George Headley “Georgie” Robinson, a close friend of Bob Marley who the reggae legend immortalized in his classic 1974 song ‘No Woman, No Cry’, died in Kingston, Jamaica on October 6. He was 89 years old.
Georgie, who lost his left leg to diabetes, had been living in a nursing home in recent years. Marley’s daughter, Cedella, paid tribute to him on twitter, saying his death was a great loss to the family. “We lost our Georgie who kept the fire burning all through the night. Rest well Georgie. Fly away home,” she wrote.
Her brother and multiple Grammy winner, Ziggy Marley, also praised their father’s long-time friend who was a popular fixture for many years at the Bob Marley Museum in Kingston. “Have to pay my respects to him. He really use to do exactly what Bob said.

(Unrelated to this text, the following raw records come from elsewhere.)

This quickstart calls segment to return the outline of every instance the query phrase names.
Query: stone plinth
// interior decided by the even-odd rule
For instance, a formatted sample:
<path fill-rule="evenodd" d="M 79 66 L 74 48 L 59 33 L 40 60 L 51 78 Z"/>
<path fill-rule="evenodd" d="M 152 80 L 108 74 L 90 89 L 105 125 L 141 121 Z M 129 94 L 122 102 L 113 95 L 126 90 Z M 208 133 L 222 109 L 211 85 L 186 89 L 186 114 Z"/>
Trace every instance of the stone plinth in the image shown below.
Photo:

Man, we enjoyed his cornmeal and sweet potato puddings, his porridge and boil eggs, his stories and yes he always had a fire blazing as youths coming up we gathered around it and ate some good food,” Ziggy wrote.

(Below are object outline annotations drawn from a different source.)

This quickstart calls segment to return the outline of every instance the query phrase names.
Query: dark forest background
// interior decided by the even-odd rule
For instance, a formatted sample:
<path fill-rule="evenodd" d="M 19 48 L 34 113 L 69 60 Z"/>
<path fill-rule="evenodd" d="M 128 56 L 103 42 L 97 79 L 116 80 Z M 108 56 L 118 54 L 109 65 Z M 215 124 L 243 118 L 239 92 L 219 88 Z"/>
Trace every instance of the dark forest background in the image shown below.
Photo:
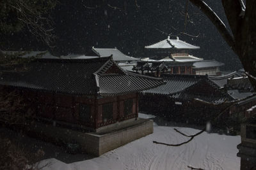
<path fill-rule="evenodd" d="M 137 4 L 135 2 L 137 2 Z M 227 24 L 220 0 L 206 0 Z M 140 7 L 138 7 L 140 6 Z M 28 31 L 0 33 L 0 49 L 45 50 L 59 55 L 88 53 L 92 46 L 116 47 L 124 53 L 145 57 L 144 46 L 184 31 L 186 0 L 60 0 L 51 11 L 54 22 L 54 48 L 49 48 Z M 191 54 L 225 64 L 222 69 L 242 67 L 238 57 L 227 45 L 213 24 L 199 9 L 188 3 L 189 20 L 182 40 L 200 46 Z"/>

Georgie was one of the Trench Town elders who stayed loyal to Marley’s family after the singer died in 1981 at age 36. Vincent “Tata” Ford, who Marley also saluted in ‘No Woman, No Cry’, was another of those ‘soldiers’; he died from complications of diabetes and hypertension in 2009 at age 69.
Bunny Wailer, who along with Marley and Peter Tosh formed The Wailing Wailers in Trench Town during the early 1960s, died in Kingston in March at age 73.